SAP HANA 同/跨可用区高可用部署(基于Fence agent)
- 概述
- SAP HANA HA架构
- 安装前准备
- VPC网络规划
- ECS实例创建
- ECS实例配置
- aliyun_agent和aliyun-vpc-move-ip安装和配置
- SAP HANA数据库安装
- SLES HAE安装配置
- SAP HANA与SUSE HAE集成
- SAP HANA高可用测试和维护
版本管理
版本 | 修订日期 | 变更类型 | 生效日期 |
---|---|---|---|
1.0 | 2019/11/15 | ||
1.1 | 2020/1/18 | 更新RAM Role权限验证说明 | 2020/1/18 |
概述
本文档描述了如何在阿里云同可用区或跨可用区,使用SUSE Linux Enterprise Server的Fence agent和Resource agent来部署SAP HANA的高可用环境。
本文档基于SUSE Linux Enterprise Server for SAP Applications 12 SP4版本,同样适用于更高版本。
相对于传统的SAP高可用方案中使用的SBD fence设备和高可用虚拟IP,fence agent和Resource agent(RAs)通过调用Open API实现对阿里云云资源的灵活调度和管理,支持同可用区或跨可用区的SAP系统高可用部署,满足企业对SAP核心应用的跨可用区部署需求。
fence_aliyun是针对阿里云环境开发的,用于隔离SAP系统高可用环境故障节点的fence agent。
aliyun-vpc-move-ip是针对阿里云环境开发的,用于SAP系统高可用环境中浮动IP管理和Overlay 浮动IP设置的Resource agent(RAs)。
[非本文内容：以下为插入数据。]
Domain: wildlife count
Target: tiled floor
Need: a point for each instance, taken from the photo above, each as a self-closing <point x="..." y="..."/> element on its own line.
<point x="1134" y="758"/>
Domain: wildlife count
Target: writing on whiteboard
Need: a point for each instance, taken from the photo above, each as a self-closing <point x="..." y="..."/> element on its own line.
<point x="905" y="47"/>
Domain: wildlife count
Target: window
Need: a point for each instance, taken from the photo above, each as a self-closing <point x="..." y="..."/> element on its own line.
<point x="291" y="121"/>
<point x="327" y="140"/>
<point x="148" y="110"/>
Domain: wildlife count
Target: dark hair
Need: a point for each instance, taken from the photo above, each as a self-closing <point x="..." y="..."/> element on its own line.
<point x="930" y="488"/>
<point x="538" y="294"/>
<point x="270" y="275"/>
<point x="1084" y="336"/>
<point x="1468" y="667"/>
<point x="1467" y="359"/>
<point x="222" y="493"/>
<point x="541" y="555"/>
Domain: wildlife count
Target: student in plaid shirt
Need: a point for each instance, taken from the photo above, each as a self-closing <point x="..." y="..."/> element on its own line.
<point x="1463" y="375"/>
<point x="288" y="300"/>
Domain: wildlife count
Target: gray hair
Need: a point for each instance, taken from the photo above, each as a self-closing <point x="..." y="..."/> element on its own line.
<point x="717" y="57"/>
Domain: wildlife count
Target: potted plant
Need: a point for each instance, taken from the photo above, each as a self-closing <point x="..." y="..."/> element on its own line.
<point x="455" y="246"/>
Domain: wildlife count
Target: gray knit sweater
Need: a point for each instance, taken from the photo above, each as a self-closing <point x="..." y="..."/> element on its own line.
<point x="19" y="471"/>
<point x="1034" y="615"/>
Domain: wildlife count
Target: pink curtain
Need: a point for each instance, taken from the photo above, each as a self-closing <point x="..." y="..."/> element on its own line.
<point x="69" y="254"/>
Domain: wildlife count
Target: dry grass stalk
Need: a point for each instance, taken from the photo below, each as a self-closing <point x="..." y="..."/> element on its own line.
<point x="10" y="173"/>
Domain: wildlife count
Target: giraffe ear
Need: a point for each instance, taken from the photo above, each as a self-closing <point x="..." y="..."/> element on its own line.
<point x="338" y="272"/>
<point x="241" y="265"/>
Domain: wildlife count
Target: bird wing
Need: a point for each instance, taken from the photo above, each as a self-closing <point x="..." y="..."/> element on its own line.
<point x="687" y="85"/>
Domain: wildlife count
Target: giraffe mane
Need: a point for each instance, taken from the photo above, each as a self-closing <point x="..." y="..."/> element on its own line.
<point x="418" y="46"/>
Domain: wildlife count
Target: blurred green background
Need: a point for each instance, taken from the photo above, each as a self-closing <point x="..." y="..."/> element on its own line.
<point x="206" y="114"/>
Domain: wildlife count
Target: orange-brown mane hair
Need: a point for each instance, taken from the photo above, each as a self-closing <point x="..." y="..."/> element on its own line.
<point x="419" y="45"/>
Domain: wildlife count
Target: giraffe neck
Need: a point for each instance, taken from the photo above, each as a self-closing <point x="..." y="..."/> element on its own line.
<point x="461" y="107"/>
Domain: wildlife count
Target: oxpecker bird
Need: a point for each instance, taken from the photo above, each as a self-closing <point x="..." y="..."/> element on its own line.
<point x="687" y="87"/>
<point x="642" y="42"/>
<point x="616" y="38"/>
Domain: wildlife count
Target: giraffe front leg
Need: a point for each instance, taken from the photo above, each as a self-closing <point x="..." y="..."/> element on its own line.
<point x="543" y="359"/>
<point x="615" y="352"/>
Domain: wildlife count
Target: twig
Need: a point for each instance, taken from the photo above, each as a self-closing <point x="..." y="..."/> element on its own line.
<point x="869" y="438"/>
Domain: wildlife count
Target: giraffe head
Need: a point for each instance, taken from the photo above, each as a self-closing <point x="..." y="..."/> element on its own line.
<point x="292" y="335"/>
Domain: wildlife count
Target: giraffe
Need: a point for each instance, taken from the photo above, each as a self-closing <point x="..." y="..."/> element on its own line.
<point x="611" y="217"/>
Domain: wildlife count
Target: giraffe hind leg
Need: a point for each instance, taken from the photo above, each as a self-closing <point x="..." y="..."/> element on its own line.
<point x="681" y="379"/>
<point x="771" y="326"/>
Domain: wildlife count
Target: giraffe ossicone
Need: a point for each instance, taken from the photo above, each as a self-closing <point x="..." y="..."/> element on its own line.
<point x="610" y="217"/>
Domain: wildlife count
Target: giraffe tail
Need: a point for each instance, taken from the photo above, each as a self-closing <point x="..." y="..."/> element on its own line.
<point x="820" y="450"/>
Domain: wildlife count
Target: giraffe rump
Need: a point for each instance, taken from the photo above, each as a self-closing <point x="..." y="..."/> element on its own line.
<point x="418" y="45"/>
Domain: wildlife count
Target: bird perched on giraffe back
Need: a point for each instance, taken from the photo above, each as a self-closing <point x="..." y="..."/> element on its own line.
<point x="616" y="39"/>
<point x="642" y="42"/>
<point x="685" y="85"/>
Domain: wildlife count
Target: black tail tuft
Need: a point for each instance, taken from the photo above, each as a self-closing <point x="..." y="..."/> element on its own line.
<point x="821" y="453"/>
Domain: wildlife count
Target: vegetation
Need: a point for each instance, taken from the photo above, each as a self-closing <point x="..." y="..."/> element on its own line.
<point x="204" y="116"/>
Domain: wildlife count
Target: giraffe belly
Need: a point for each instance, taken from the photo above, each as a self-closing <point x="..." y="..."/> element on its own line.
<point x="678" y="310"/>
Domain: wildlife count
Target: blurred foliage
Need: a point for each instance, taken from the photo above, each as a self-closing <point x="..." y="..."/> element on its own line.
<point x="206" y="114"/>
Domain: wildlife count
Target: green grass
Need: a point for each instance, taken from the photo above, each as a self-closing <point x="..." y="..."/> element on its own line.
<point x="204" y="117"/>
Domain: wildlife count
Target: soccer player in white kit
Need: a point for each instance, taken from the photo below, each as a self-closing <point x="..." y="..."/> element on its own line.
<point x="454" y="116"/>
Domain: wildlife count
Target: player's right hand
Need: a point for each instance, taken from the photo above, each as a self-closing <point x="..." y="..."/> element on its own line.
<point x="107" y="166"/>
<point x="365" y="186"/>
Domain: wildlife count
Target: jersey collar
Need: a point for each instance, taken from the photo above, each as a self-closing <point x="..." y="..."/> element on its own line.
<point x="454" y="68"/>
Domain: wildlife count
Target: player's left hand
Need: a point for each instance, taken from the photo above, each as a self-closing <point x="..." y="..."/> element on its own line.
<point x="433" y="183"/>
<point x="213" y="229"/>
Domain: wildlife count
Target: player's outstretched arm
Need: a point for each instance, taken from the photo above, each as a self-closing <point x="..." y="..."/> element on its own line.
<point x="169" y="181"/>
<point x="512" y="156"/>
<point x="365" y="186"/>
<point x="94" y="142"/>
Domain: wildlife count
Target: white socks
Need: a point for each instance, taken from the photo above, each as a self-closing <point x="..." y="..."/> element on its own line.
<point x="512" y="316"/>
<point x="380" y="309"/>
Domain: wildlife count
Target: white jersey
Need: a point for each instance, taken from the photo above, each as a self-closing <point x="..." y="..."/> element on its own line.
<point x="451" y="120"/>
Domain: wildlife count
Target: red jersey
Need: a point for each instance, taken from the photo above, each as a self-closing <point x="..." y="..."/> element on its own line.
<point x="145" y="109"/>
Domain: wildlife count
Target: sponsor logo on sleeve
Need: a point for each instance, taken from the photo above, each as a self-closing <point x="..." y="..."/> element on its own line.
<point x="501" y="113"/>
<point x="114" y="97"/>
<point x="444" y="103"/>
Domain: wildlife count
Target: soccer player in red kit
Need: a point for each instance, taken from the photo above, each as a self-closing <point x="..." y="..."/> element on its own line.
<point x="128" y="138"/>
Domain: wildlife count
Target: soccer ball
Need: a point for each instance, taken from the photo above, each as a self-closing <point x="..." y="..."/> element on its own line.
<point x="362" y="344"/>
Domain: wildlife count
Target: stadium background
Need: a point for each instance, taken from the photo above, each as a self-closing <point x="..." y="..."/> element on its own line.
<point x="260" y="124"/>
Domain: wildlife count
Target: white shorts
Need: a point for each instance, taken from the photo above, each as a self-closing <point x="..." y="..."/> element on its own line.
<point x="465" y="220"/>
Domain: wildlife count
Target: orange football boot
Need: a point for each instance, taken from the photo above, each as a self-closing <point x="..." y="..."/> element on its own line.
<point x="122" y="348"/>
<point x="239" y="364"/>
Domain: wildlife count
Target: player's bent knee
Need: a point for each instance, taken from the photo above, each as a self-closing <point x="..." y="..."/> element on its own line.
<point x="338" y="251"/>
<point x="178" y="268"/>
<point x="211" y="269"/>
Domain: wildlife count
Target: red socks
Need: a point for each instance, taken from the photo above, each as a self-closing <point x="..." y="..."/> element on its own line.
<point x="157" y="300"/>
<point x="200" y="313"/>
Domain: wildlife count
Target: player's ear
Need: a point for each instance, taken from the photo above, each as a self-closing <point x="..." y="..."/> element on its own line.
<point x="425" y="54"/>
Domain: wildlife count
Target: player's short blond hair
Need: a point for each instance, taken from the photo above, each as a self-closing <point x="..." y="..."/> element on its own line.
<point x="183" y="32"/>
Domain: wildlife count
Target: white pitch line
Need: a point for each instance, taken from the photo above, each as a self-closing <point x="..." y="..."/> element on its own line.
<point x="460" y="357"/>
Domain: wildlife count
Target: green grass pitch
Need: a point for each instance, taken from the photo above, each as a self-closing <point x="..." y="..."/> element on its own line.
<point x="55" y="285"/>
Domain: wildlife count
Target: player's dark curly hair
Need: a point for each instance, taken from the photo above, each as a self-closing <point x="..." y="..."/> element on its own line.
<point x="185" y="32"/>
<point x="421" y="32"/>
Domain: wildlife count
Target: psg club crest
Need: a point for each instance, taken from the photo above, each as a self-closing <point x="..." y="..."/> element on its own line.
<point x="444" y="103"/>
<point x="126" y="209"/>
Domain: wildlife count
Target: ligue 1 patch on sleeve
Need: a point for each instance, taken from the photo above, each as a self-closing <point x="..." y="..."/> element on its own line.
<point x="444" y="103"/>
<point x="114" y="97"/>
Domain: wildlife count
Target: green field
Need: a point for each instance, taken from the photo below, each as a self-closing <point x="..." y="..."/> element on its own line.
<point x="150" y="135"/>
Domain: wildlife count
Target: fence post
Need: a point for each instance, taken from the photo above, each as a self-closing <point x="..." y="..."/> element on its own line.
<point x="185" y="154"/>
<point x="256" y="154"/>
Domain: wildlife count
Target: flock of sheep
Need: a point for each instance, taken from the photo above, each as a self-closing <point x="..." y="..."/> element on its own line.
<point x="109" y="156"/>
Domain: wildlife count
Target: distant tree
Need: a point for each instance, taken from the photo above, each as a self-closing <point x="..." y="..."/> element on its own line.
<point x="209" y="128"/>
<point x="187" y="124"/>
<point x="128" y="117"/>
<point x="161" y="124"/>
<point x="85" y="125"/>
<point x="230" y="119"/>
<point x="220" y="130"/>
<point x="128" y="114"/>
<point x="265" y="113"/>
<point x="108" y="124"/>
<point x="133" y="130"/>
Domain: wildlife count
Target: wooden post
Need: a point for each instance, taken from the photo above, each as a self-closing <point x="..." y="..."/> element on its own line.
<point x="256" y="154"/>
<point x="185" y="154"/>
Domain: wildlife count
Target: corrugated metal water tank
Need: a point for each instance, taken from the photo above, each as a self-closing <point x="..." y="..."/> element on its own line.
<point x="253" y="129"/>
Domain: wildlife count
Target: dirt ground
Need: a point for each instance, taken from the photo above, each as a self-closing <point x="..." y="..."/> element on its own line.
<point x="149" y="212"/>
SUSE Enterprise Server for SAP Applications 12 SP4及之后的版本已经原生集成了fence_aliyun和aliyun-vpc-move-ip,可以直接用于阿里云公有云环境上的SAP系统高可用环境部署。
SAP HANA HA架构
本示例中,SAP HANA部署在北京Region下两个不同的可用区(C和G),通过HANA HSR+SUSE HAE实现的高可用部署。
安装前准备
SAP系统安装介质
VPC网络规划
网络规划
网络 | 位置 | 用途 | 分配网段 |
---|---|---|---|
业务网 | 华东2 可用区C | For Business | 192.168.10.0/24 |
心跳网 | 华东2 可用区C | For HA/Heartbeat | 192.168.11.0/24 |
业务网 | 华东2 可用区G | For Business | 192.168.30.0/24 |
心跳网 | 华东2 可用区G | For HA/Heartbeat | 192.168.31.0/24 |
主机名 | 角色 | 业务地址 | 心跳地址 | 高可用虚拟IP |
---|---|---|---|---|
hana-master | HANA主节点 | 192.168.10.1 | 192.168.11.1 | 192.168.100.100 |
hana-slave | HANA备节点 | 192.168.30.1 | 192.168.31.1 | 192.168.100.100 |
当HA触发切换时,SUSE Pacemaker通过Resource agent调用阿里云的Open API实现Overlay IP的调整。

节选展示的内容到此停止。